Now came the singing of coon songs with ridiculous words and haunting refrains, while dusk descended upon London. Maudie was at the piano, where a candle flickered on each side of the music and lit up the size of her nose. When all the favorites of the moment had been sung, older and now almost forgotten successes were rescued from the dust of obscurity.
"We are among the 'has beens,'" said Jenny. "Why, I remember that at the Islington panto when I went to see you, Lilli, and that's donkey's years ago. We've properly gone back to the year dot."
Gradually, however, the jolly dead tunes produced a sentimental effect upon the party, commemorating as they did many bygone enjoyments. The sense of fleeting time, evoked by the revival of discarded melodies, began to temper their spirits. They sang the choruses more softly, as if the undated tunes had become fragile with age and demanded a gentler treatment. Perhaps in the gathering gloom each girl saw herself once more in short frocks. Perhaps Lilli Vergoe distinguished the smiling ghost of old ambition. Certainly Jenny thought of Mr. Vergoe and Madame Aldavini and the Four Jumping Beans.
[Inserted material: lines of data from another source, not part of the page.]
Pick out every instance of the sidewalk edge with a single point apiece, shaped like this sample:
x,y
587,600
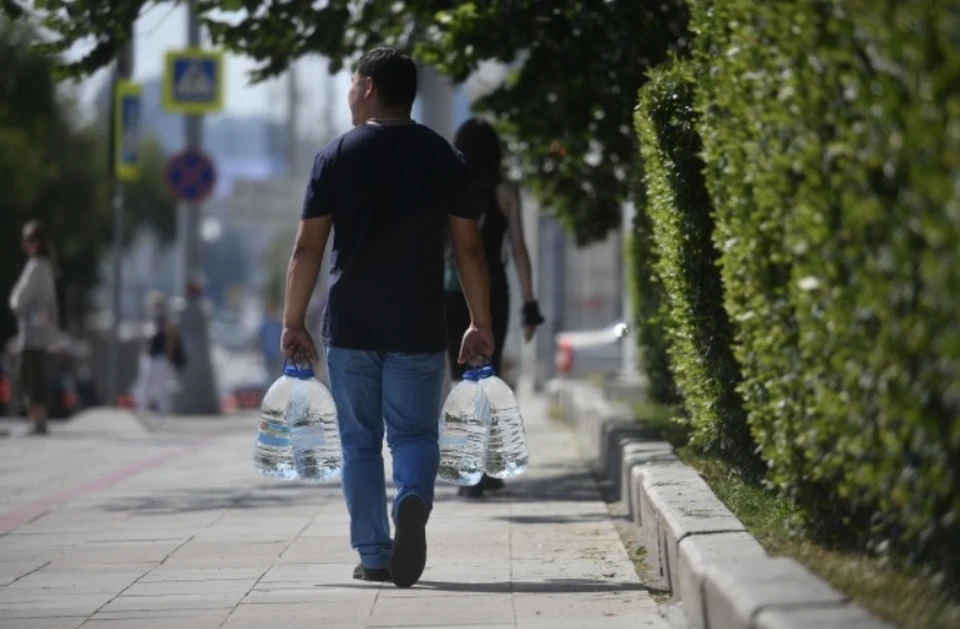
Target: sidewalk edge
x,y
696,547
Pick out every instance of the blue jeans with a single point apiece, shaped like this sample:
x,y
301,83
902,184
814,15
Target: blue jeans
x,y
402,391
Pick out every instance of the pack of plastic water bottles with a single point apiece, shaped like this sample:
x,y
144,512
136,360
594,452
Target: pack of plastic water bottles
x,y
481,430
298,436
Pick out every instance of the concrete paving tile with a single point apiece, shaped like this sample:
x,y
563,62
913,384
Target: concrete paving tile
x,y
11,571
59,622
185,622
165,573
347,594
583,605
180,601
319,550
411,612
309,573
166,619
234,587
326,614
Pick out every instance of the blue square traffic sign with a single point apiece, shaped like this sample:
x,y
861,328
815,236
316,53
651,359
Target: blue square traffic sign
x,y
193,82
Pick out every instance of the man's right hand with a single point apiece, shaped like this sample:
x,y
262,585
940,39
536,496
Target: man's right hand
x,y
477,341
296,343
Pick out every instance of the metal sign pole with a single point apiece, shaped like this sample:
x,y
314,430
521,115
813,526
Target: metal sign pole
x,y
198,394
123,69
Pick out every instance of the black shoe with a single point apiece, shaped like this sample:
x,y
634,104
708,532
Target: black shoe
x,y
489,483
410,545
362,573
474,491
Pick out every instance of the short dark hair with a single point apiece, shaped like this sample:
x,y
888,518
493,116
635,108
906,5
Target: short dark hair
x,y
393,72
477,140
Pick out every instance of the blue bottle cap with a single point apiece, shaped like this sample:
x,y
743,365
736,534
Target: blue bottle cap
x,y
478,373
302,371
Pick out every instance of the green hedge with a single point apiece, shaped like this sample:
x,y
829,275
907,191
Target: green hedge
x,y
831,135
647,295
681,215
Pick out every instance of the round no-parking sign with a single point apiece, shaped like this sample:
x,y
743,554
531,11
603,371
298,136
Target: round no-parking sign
x,y
190,176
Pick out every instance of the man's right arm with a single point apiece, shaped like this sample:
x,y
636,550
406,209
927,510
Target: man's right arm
x,y
472,268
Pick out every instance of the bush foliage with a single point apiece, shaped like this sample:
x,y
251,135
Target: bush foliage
x,y
831,138
647,295
678,203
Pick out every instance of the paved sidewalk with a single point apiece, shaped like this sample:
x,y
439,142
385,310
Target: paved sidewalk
x,y
106,525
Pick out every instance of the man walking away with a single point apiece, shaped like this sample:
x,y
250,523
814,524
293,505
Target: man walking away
x,y
389,187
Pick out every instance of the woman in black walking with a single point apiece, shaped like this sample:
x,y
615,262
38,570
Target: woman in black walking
x,y
501,222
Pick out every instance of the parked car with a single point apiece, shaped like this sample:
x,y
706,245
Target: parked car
x,y
584,353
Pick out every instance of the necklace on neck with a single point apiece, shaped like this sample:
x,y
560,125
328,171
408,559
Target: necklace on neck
x,y
383,122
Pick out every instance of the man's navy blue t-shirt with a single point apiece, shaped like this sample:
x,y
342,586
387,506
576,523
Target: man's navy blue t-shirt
x,y
390,190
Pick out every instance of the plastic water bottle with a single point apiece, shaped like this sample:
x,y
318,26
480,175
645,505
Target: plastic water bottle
x,y
464,430
507,453
298,438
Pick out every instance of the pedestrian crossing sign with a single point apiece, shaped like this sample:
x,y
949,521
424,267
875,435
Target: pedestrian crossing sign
x,y
193,82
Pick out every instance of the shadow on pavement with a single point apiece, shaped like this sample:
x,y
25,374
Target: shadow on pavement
x,y
555,519
576,486
547,586
197,500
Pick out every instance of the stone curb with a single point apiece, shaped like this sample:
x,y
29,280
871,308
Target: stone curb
x,y
696,547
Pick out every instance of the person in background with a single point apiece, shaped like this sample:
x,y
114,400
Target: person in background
x,y
387,189
157,374
34,302
269,337
497,201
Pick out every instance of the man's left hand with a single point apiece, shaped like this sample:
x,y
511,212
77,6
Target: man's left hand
x,y
296,343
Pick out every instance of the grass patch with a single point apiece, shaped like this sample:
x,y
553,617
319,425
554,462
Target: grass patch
x,y
900,595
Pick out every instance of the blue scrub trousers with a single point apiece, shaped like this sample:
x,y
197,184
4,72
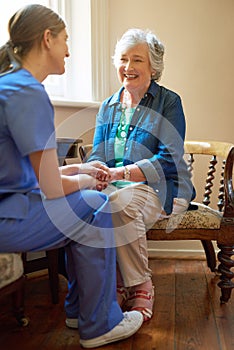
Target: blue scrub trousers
x,y
81,222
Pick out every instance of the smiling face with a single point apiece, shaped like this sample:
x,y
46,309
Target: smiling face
x,y
134,69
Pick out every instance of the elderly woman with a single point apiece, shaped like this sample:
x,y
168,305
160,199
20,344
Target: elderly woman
x,y
139,135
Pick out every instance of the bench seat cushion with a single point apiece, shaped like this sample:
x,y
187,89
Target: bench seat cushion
x,y
203,217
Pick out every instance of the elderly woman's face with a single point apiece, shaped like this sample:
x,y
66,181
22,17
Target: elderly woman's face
x,y
134,69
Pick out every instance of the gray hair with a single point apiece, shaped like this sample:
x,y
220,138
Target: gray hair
x,y
136,36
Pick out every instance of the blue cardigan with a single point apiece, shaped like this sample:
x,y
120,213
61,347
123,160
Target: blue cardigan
x,y
155,142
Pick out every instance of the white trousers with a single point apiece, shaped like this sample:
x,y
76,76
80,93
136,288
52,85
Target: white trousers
x,y
135,209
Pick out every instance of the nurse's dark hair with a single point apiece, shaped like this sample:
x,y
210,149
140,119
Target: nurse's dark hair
x,y
26,29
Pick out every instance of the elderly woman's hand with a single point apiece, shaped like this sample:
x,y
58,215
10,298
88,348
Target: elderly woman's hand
x,y
96,169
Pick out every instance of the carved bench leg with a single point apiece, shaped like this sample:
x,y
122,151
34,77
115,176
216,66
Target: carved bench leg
x,y
210,254
226,264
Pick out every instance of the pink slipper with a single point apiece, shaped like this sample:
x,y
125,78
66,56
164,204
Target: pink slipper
x,y
141,300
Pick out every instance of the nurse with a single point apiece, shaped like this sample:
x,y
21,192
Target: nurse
x,y
44,206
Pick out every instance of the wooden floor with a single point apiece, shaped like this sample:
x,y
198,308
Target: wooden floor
x,y
187,314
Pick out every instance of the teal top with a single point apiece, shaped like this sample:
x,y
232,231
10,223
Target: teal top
x,y
120,141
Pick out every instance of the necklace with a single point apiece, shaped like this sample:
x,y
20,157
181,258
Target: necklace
x,y
125,120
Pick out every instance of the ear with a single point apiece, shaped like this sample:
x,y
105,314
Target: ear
x,y
47,38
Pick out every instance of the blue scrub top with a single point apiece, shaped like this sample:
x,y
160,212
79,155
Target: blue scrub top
x,y
26,126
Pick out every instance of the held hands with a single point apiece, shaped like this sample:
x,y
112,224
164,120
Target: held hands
x,y
98,173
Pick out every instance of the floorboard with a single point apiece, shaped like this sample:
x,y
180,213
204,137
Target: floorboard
x,y
187,314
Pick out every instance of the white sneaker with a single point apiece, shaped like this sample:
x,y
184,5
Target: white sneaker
x,y
130,324
72,322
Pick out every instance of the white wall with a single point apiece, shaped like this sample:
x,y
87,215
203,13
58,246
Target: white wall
x,y
199,65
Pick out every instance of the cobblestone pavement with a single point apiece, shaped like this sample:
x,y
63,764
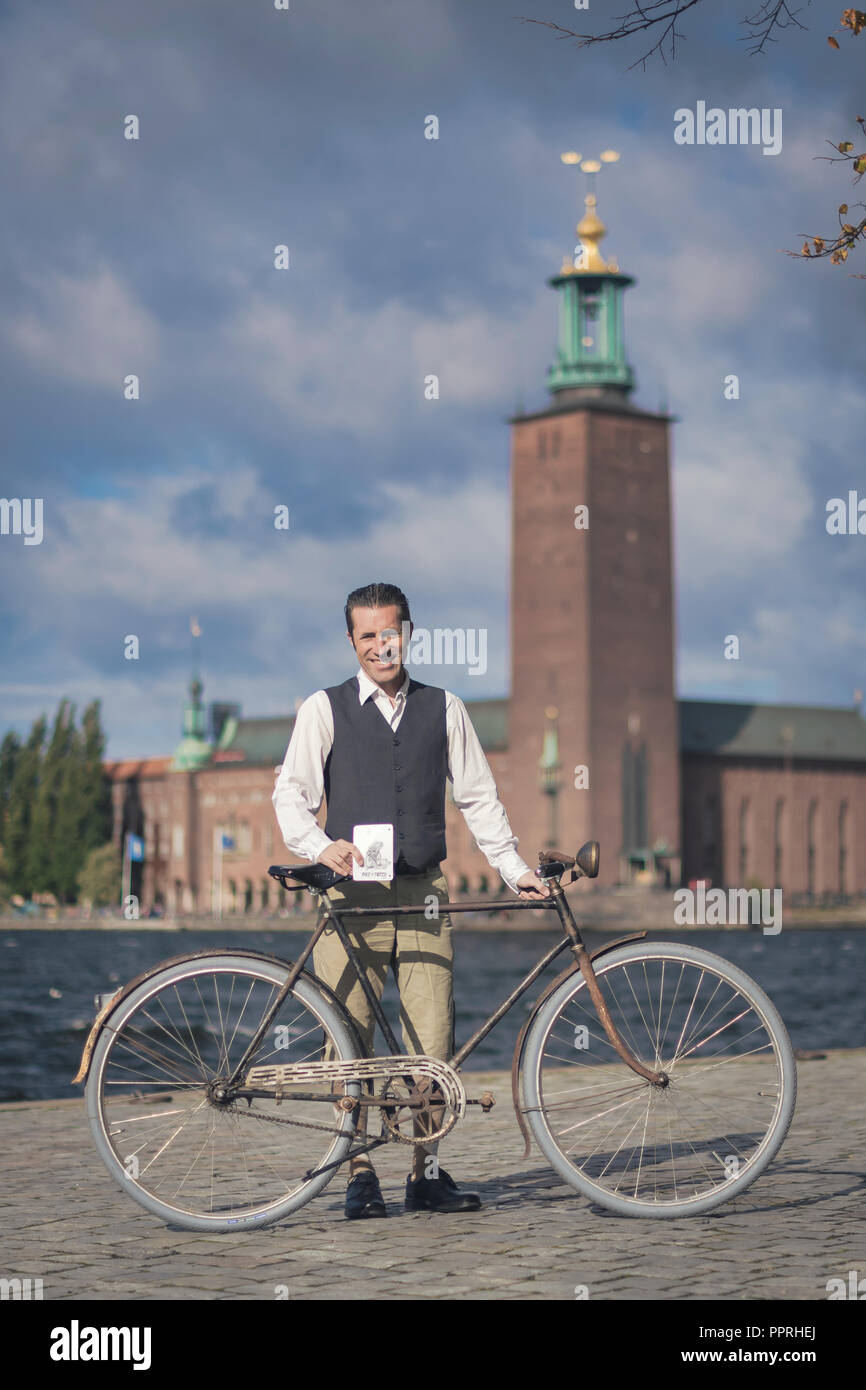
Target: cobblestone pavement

Maudie Chapman suddenly jumped up:
"Somebody else's turn."
Maurice looked at Cunningham.
"Won't you play some Chopin, old chap?"
"All right," said Cunningham, a dark, very thin young man with a high, narrow face, seating himself at the piano. The girls composed themselves to listen idly. Maurice drew Jenny over to an arm-chair by the window. The studio grew darker. The notes of the piano with the rapid execution of the player seemed phosphorescent in the candle-light. The fire glowed crimson and dull. The atmosphere was wreathed with the smoke of many cigarettes. The emotions of the audience were swayed by dreams that, sustained by music, floated about the heavy air in a pervading melancholy, inexpressibly sensuous. It was such an hour as only music can attempt to portray. Here was youth in meditation untrammeled by the energy of action. Age, wrought upon by music, may know regret, but only youth can see aspiration almost incarnate. Jenny, buried in the arm-chair, with Maurice's caressing hand upon her cheeks, thought it was all glorious, thought that Cunningham played gloriously, that the river with a blurred light was glorious, that love was glorious. She had a novel wish to bring May to such a party, and wondered if May would enjoy the experience. Time as an abstraction did not mean much to Jenny; but as the plangent harmonies wrung the heart of the very night with unattainable desires, she felt again the vague fear of age that used to distress her before she met her lover. She caught his hand, clasping it tightly, twisting his fingers in a passionate clutch as if he were fading from her life into the shadows all around. She began to feel, so sharply the music rent her imagination, a pleasure in the idea of instant death, not because she disliked the living world, but because she feared something that might spoil the perfection of love: they were too happy. She knew the primitive emotion of joy in absolute quiescence, the relief of Daphne avoiding responsibility. Why could not she and Maurice stop still in an ecstasy and live like the statues opposite glimmering faintly? Then, with a sudden ardor, life overpowered the enchantment of repose; and she, leaping to meet the impulse of action, conscious only of darkness and melody, spurred, perhaps, by one loud and solitary chord, pulled Maurice down to her arms and kissed him wildly, almost despairingly. The music went on from ballad to waltz, from waltz to polonaise. Sometimes matches were lit for cigarettes, matches that were typical of all the life in that room, a little flame in the sound of music.
At last, on the delicate tinkle of a dying mazurka, Cunningham stopped quite suddenly, and silence succeeded for a while. Outside in the street was the sound of people walking with Sabbath footsteps. Out over the river there was a hail from some distant loud-voiced waterman. The church bell resumed its hurried monotone. Castleton got up and lit the gas. The windows now looked gray and very dreary; it was pleasant to veil them with crimson birds and vine-leaves. The fire was roused to a roaring blaze; the girls began to arrange their hair; it was time to think of supper. Such was Jenny's birthday—intolerably fugitive.